Friday-Sunday was spent at Kripalu
at The Yoga of Knitting, as taught by Karen Allen. It was a fantastic workshop, and there were around 50 (!) knitters in attendance.
Thursday night, I came across the latest Vogue Knitting and noticed Karen is mentioned on the cover and there's a two page feature on her inside, so if you have the mag, go read that really quickly and gaze upon the lovely photos. All of the sweaters in the article were with her at the workshop, and they are absolutely amazing.
None of us really knew precisely what we would be working on during the workshop, but it turned out to be colorwork. Crazy, complicated colorwork. However, KA is a big fan of Kaffe Fassett's approach to color, and in breaking rules, so she taught us her way of doing color changes. I shall never look at intarsia or fair isle (or for that matter, joining a second ball of yarn in a solid color) the same way ever again. She basically taught us to tie knots (the horror!) when starting a new color, then weave the ends in as you go. Then you don't have 18 billion little ends to weave in at the end. It works pretty well (though I will say that with her preference for fingering weight yarns looks better than the worsted & DK I was using). She also taught us to steam iron(!) our knitting. I wasn't as keen on that as I felt some of my yarns lost their stitch definition like that, but it did make a difference in how the color looks.
KA herself is actually working on machines a lot at the moment, as she is trying to produce sweaters for sale at a halfway reasonable price, but the general ideas really made sense for either one. I kind of almost want to try machine knitting now after some of the conversations though, and I never ever thought I'd say that.

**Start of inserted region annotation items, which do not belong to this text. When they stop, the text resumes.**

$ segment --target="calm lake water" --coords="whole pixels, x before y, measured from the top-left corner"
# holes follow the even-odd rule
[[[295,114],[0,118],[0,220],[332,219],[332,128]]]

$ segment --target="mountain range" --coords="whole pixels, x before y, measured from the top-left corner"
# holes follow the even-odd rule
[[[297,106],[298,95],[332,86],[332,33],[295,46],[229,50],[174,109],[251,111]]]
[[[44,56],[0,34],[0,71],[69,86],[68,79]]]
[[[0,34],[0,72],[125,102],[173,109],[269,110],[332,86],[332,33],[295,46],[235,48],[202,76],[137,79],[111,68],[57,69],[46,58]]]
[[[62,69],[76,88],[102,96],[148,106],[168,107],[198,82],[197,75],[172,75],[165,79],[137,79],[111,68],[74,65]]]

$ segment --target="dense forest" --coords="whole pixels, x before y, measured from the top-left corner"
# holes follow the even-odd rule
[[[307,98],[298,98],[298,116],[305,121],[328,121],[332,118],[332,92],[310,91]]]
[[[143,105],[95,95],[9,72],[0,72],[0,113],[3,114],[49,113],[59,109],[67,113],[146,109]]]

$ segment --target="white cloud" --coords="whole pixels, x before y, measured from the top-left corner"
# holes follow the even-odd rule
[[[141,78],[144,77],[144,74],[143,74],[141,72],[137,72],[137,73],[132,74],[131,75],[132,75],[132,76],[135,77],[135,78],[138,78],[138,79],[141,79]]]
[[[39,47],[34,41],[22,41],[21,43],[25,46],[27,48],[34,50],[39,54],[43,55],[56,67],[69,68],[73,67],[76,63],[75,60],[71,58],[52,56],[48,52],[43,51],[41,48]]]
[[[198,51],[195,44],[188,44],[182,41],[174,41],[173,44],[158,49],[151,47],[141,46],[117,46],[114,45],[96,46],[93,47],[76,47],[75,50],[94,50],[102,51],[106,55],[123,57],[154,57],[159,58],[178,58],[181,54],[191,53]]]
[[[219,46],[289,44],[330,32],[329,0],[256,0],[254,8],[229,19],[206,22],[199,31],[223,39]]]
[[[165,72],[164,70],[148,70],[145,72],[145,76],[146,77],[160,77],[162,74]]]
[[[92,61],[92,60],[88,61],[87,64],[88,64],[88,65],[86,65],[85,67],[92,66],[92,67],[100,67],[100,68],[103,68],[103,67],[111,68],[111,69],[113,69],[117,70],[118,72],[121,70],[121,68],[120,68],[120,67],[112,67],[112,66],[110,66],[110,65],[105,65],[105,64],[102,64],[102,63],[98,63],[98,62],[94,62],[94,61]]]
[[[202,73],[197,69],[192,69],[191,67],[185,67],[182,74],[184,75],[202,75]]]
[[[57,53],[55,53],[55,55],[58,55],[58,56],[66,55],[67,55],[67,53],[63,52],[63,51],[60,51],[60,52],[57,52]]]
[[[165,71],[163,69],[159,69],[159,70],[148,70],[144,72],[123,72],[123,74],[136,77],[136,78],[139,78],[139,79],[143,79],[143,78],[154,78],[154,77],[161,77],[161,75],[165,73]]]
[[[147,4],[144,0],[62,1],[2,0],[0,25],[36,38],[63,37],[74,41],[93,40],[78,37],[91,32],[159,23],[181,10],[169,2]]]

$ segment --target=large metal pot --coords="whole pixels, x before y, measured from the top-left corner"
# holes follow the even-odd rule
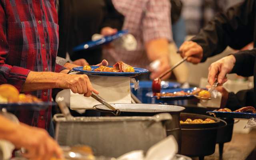
[[[209,124],[182,124],[181,154],[191,157],[198,156],[200,160],[203,160],[205,156],[213,154],[215,150],[218,130],[226,125],[226,122],[210,116],[191,113],[182,113],[180,116],[183,120],[188,118],[210,118],[216,122]]]
[[[86,144],[96,156],[117,157],[137,150],[146,151],[166,136],[172,116],[80,117],[69,120],[56,114],[56,139],[64,146]]]
[[[185,109],[179,106],[157,104],[113,104],[112,106],[120,111],[119,116],[153,116],[161,113],[169,113],[172,120],[166,124],[167,136],[173,135],[178,145],[178,153],[180,153],[181,146],[181,129],[180,124],[180,114]],[[104,105],[96,105],[94,107],[95,111],[100,112],[101,116],[114,116],[110,109]],[[106,112],[106,111],[107,111]],[[87,112],[87,111],[86,111]]]

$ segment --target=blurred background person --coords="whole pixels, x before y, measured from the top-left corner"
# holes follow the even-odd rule
[[[118,46],[104,49],[103,58],[110,65],[122,60],[135,67],[151,69],[152,79],[159,76],[170,67],[168,44],[172,41],[172,36],[170,1],[112,1],[116,9],[124,16],[122,29],[128,30],[137,45],[132,51]],[[156,60],[160,62],[159,67],[155,70],[150,68],[150,62]]]
[[[56,6],[60,26],[58,56],[67,58],[58,62],[71,69],[76,66],[70,63],[84,66],[102,62],[101,46],[75,52],[72,49],[91,40],[95,34],[111,35],[122,28],[124,17],[115,9],[112,1],[59,0]],[[68,61],[70,63],[66,63]]]

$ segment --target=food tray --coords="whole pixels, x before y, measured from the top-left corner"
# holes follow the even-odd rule
[[[110,67],[113,67],[112,66],[109,66]],[[132,72],[96,72],[94,70],[99,67],[98,66],[92,66],[92,71],[84,70],[83,70],[83,67],[78,67],[73,68],[74,70],[79,71],[89,75],[98,76],[121,76],[121,77],[131,77],[138,76],[142,73],[148,72],[148,70],[146,69],[134,67],[135,71]]]
[[[97,46],[104,44],[112,42],[128,33],[128,30],[118,31],[116,34],[111,36],[105,36],[96,40],[88,41],[76,46],[73,48],[74,52],[86,50]]]
[[[6,109],[8,111],[20,110],[28,110],[40,111],[47,109],[49,106],[56,106],[55,102],[40,102],[36,103],[0,103],[0,110]]]
[[[206,113],[214,114],[217,117],[232,118],[250,119],[256,118],[256,114],[251,113],[234,112],[229,112],[207,111]]]

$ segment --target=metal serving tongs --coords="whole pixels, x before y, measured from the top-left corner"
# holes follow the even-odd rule
[[[111,111],[110,112],[113,113],[116,116],[118,116],[119,114],[120,114],[120,110],[117,110],[113,106],[111,106],[109,103],[106,102],[106,101],[100,96],[94,92],[92,92],[92,96],[92,96],[92,97],[97,100],[97,101],[103,104],[104,104],[108,108],[111,110]],[[101,110],[96,108],[96,107],[95,107],[95,106],[93,107],[93,108],[96,110],[100,110],[100,111],[103,112],[106,112],[106,111],[105,110]]]
[[[178,51],[177,53],[180,53],[180,51]],[[152,83],[152,91],[154,94],[155,94],[156,93],[160,93],[161,92],[161,78],[167,74],[168,73],[172,72],[180,64],[186,61],[187,59],[188,59],[188,56],[184,57],[181,60],[175,64],[173,65],[169,69],[167,70],[164,73],[163,73],[161,75],[160,75],[158,77],[155,78],[153,80],[153,82]]]

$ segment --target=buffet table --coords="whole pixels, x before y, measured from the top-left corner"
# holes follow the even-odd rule
[[[223,160],[255,160],[256,156],[256,129],[248,134],[233,133],[231,141],[224,145]],[[198,158],[193,159],[198,160]],[[220,159],[218,144],[214,154],[204,157],[205,160]]]

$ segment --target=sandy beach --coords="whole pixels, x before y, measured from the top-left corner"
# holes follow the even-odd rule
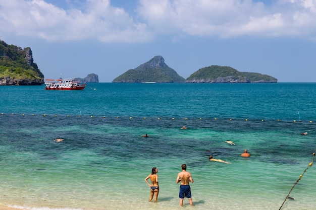
[[[12,207],[8,207],[3,205],[0,205],[0,210],[21,210],[21,208],[13,208]],[[24,209],[24,208],[22,208]]]

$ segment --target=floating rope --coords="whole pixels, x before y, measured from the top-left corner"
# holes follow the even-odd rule
[[[316,150],[315,150],[315,152],[316,152]],[[311,160],[311,162],[310,163],[309,163],[309,164],[308,164],[308,166],[307,166],[307,167],[306,168],[306,169],[305,169],[305,171],[304,171],[304,172],[303,172],[303,173],[302,174],[302,175],[299,175],[299,178],[298,178],[298,179],[297,179],[297,180],[296,181],[296,182],[295,183],[294,185],[293,185],[293,187],[292,187],[292,188],[291,189],[291,190],[290,190],[290,191],[289,192],[289,194],[287,194],[287,195],[286,196],[286,197],[285,198],[285,199],[284,200],[284,201],[283,201],[283,203],[282,203],[282,204],[281,205],[281,207],[280,207],[280,208],[279,208],[279,210],[280,210],[281,208],[282,207],[282,206],[283,206],[283,204],[284,204],[284,203],[285,202],[285,201],[286,201],[286,200],[289,198],[290,199],[294,199],[294,198],[291,197],[289,196],[290,195],[290,193],[291,193],[291,192],[292,192],[292,190],[293,190],[293,189],[294,188],[294,187],[295,186],[295,185],[298,183],[298,182],[299,181],[299,180],[301,180],[301,179],[302,178],[302,177],[303,177],[303,175],[304,175],[304,174],[305,173],[305,172],[306,172],[306,171],[308,169],[308,168],[309,167],[310,167],[310,166],[312,166],[312,163],[314,162],[314,159],[315,158],[315,153],[313,153],[312,154],[312,159]]]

We were working on sampler scarves (though mine may be more of a sampler wall hanging) as a way to experiment with patterns and colors. And at the end of the workshop, we laid some of the pieces out as a quilt to show what we'd done:
Fantastic stuff, huh? We had a lot of really talented people there. And you'd be shocked at how many of the people described themselves as beginners--there's no way you'd be able to tell.
Here is my piece:
I started following a chart at the bottom, but didn't do my math right, and then needed to try to keep my tension and learn the technique and read the chart and it fell apart, so I started freeforming it. I said it looked like a "Cosby sweater." Then I actually got it down and did the chart, then I freeformed some geometric shapes, then I started charting out some more graphic type things, which is where the flower, leaves (no that's not a dinosaur) and half-finished sun come in (I ran out of yarn on the plane and it was in my checked bag). Ultimately, I'd like to do a sweater or bag or something with some of those bolder graphic shapes done in a random pattern, so I'm working toward that sort of thing.
I also think this is going to be a big help if I get around to Rowan's Carlotta. Incidentally, I may have solved the issue of substituting the yarn on that one, because we visited the LYS in Lenox, MA, Colorful Stitches
and they are having a fantastic sale until February 14, including 20% off Rowan. I got some 50% off Noro Shimano while we were there, but didn't have my list of Carlotta colors with me, so I didn't grab those. However, the sale is valid on their website too. And since Wolfe is officially closed now, having been bought out by another shop, I may take the plunge on these, especially since I have a new technique to use!
Also, on the plane, I worked on the first square of my sister's wedding gift (Amanda, if you're in here, don't click that link if you don't want to spoil the surprise!
I freaked people out in the airport with my chart reading and cable needle, and stitch markers and circular needle--I got more questions on this than any other project I've worked on in a public place, I think because of the sheer number of props I was using to keep my place.
Here's the photo.
More photos from my trip (including the fabulous Berkshire views!) are here if you are interested.
I'm hoping to have more workshop photos soon too from someone else who took more than I did.
Also, Karen said she'd be teaching this workshop again in November at Kripalu, and she is probably doing a five day workshop sometime in 2006! I am so there!